OGDEN A North Ogden family says an unprecedented number of Canada geese are calling their family farm home this year after being left with few other places to go because of rapid growth in the area.
The Dan Carter family says it can usually count nearly 1,000 Canada geese on their 16-acre farm.
"I just hope they'll leave something behind to grow," said Gaye Carter. The geese are an annual event, usually numbering between 200 and 300, but this year is exceptional, Dan Carter said. "They're coming here because they don't have any other place to go," he said. "They've been put off of the golf course. They won't let them land there, and all the other fields have houses on them now."
Mark Hadley, a spokesman for the Utah Department of Wildlife Resources, said the Carters' problem is part of a growing trend.
"We are seeing Canada geese coming into more urban types of areas," he said. "It's been going on for a while now." The birds adapt easily, he said, and don't mind using a park or golf course instead of an open field. Sometimes, though, that creates problems.

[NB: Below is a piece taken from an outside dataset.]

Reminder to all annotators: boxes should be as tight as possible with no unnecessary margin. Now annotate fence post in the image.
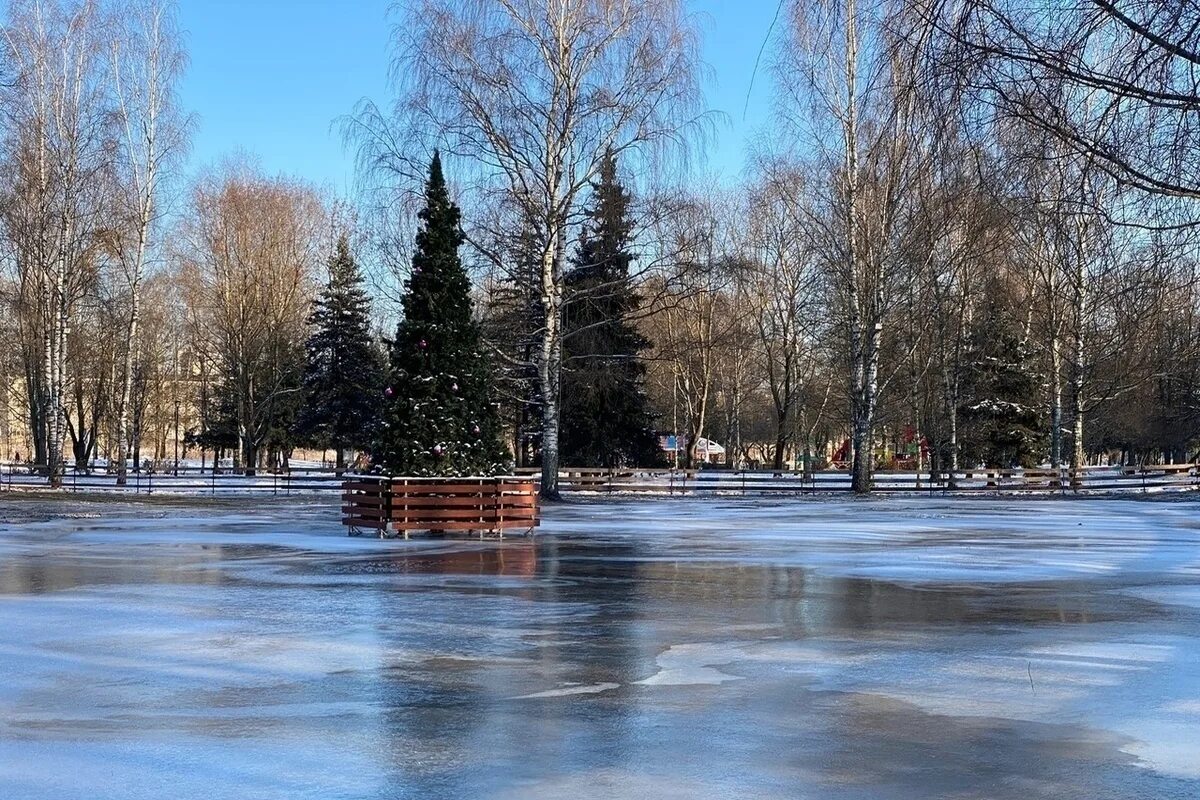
[495,477,504,540]
[384,477,394,540]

"The main challenge with the geese, more than anything else, is the droppings," Hadley said. Because of complaints, the DWR trapped more than 1,000 geese last year and relocated them outside of Corinne and Delta, he said. When relocation isn't an option, landowners can use blank rounds in a shotgun to scare away the unwanted birds. A nearby golf course started using the noisemakers to get rid of the birds, Dan Carter said. He said that's why he has five times as many geese on his land this year. "It's nice to have them when it's just 200 or 300, but with this many, it's too much," he said. "If everybody shared it, it wouldn't be so bad." Unfortunately for the Carters, the geese aren't going anywhere. Local residents have noticed, too.
"Over the last couple of days, we've probably had 300 to 400 people stop by," she said. "I've been thinking of asking for a $5 donation to pay for what the geese are eating."